Au procès de Chris­tophe Girard, gauche caviar contre gauche quinoa

Dans une guerre fratricide, Chris­tophe Girard, ancien adjoint socialiste de la maire de Paris poursuit en diffamation des militantes féministes et écologistes. Il nous raconte les affres traversées depuis qu’il a été associé à l’affaire Matzneff.
Pauline Delassus
Christophe Girard, mardi à son domicile parisien
Christophe Girard, mardi à son domicile parisien (Crédits : © LTD / Sébastien Leban pour La Tribune Dimanche)

Deux mondes se retrouvent, ce 14 mars au tribunal de Paris, et se mélangent sur les bancs de la 17e chambre. L'un vivrait son crépuscule, incarné par des dames élégantes, des hommes aux cheveux blancs, une génération dont les souvenirs de jeunesse parlent de Mai 68, des combats du MLF, de l'avènement des socialistes au pou­voir. L'autre, dont l'aurore pointerait, prend ici le visage de jeunes femmes, militantes actives sur les réseaux, expertes en mobi­lisations, membres des Femen ou des « col­leuses », que l'engagement féministe et écologique occupe depuis une dizaine d'années.

Anecdotes chics

Dans le sillage du plaignant, Chris­tophe Girard, élu du 18e arrondissement, entrent un cortège de noms prestigieux qu'il cite, d'anecdotes chics qu'il distille, de récits de luttes qu'il a menées pour l'égalité des droits. Tour à tour, il invoque Jospin, Badinter, Guibert, Noureev, Saint Laurent, l'art et la fête à Saint­-Germain-des-Prés, la mode et la littérature, le progressisme et l'universalisme, la lutte contre l'homophobie, les ravages du sida. Aux côtés de la partie adverse, les élues parisiennes Alice Coffin et Raphaëlle Rémy­-Leleu en tête, apparaissent aussi des noms connus, ceux, admirés, d'Adèle Haenel, de Vanessa Springora, de Judith Godrèche et ceux, conspués, d'Harvey Weinstein, de Roman Polanski ou de Denis Baupin.

Avec les six prévenus (cinq femmes et un homme) surgissent l'ère MeToo, le mouvement de libération de la parole, un féminisme dit « intersectionnel », des concepts nouveaux, « silenciation », « culture du viol », « procédure bâillon ». Ces deux mondes, qui pendant deux jours s'af­frontent autour de tweets publiés en 2020 considérés comme diffamatoires et inju­rieux par l'élu, viennent pourtant du même univers.

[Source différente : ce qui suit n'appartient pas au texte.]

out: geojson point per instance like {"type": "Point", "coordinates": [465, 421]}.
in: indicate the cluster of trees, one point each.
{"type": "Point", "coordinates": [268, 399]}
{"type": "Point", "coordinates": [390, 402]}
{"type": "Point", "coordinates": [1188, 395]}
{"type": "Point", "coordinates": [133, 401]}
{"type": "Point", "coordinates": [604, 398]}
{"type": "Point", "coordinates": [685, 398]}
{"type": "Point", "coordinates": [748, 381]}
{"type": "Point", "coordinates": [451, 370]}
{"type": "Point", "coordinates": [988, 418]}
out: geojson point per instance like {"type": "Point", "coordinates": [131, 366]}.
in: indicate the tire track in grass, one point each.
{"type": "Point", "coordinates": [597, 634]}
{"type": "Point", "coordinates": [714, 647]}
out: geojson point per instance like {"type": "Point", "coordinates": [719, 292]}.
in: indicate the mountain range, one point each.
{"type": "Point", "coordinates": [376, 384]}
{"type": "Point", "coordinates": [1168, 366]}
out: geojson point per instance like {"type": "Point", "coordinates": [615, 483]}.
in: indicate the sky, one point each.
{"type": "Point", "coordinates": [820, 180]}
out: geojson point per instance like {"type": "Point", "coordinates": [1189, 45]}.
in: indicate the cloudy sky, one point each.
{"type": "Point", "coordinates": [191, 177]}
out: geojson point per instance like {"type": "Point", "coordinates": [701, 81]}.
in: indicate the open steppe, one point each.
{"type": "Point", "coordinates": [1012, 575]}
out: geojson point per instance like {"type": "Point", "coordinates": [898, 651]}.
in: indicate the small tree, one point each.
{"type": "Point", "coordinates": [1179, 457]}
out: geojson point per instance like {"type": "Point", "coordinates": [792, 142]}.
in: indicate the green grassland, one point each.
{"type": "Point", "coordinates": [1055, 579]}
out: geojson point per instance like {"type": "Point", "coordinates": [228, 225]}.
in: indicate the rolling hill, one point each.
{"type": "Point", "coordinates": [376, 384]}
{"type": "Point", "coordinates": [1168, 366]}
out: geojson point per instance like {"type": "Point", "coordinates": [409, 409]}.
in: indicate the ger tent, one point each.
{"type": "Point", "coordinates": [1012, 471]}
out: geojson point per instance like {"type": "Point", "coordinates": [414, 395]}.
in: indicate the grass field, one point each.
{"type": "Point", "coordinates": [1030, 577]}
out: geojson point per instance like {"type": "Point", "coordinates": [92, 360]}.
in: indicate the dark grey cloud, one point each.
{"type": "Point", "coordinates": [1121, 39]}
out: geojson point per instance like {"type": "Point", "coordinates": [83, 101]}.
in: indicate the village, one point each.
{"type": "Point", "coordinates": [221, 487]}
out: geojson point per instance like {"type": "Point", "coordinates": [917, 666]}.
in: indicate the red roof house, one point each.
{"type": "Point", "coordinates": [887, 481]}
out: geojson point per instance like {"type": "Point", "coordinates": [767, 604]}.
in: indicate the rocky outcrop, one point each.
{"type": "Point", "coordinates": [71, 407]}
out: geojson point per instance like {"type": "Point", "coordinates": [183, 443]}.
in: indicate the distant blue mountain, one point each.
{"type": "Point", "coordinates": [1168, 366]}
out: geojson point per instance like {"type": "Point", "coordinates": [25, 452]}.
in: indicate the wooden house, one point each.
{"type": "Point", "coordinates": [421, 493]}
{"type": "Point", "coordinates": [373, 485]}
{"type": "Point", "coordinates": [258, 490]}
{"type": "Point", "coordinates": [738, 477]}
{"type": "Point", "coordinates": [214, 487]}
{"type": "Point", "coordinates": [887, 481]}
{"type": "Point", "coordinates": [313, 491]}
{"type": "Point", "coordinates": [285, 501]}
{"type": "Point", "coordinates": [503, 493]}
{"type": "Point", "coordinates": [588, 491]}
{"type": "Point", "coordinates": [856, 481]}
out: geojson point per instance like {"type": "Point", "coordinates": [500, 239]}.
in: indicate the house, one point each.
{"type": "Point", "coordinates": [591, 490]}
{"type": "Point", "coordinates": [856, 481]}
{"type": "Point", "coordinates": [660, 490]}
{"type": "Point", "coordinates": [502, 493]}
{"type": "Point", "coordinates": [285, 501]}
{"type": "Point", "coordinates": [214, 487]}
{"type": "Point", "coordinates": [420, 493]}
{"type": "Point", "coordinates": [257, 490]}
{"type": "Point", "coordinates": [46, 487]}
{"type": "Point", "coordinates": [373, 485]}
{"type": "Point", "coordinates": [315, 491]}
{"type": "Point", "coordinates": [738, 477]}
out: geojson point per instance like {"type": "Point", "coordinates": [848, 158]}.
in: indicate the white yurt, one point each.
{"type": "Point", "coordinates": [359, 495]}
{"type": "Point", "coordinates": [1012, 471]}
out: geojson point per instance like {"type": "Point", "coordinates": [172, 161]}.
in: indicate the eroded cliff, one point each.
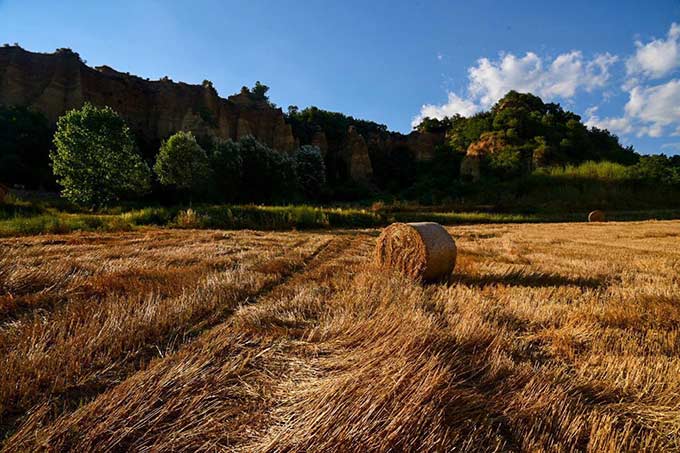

Christophe Girard, 68 ans, et celles qu'il poursuit - 48 ans pour la plus âgée -, se sont engagés à gauche avec le même désir de réparer des injustices, de combattre les discriminations. Sur un socle commun, ils ont décidé de consacrer leur vie aux avancées sociales, à l'écologie, aux droits des homosexuels et des femmes. Mêmes idéaux, mêmes ego et sans doute même goût pour le pouvoir.

Un exer­cice de militantisme

Mêmes blessures. Tous racontent en détail aux magistrats les menaces de mort, le harcèlement, les familles touchées, une cohorte d'épreuves qui laissent des traces. Chez le vieux bris­card autant que chez les jeunes louves. Mais, à la barre du tribunal, ou parmi le public, l'heure n'est pas à la communion. Gauche caviar contre gauche quinoa, la guerre est fratricide. Pour tous, ce procès est un exer­cice de militantisme, et le reflet des dissen­sions qui meurtrissent leur camp politique.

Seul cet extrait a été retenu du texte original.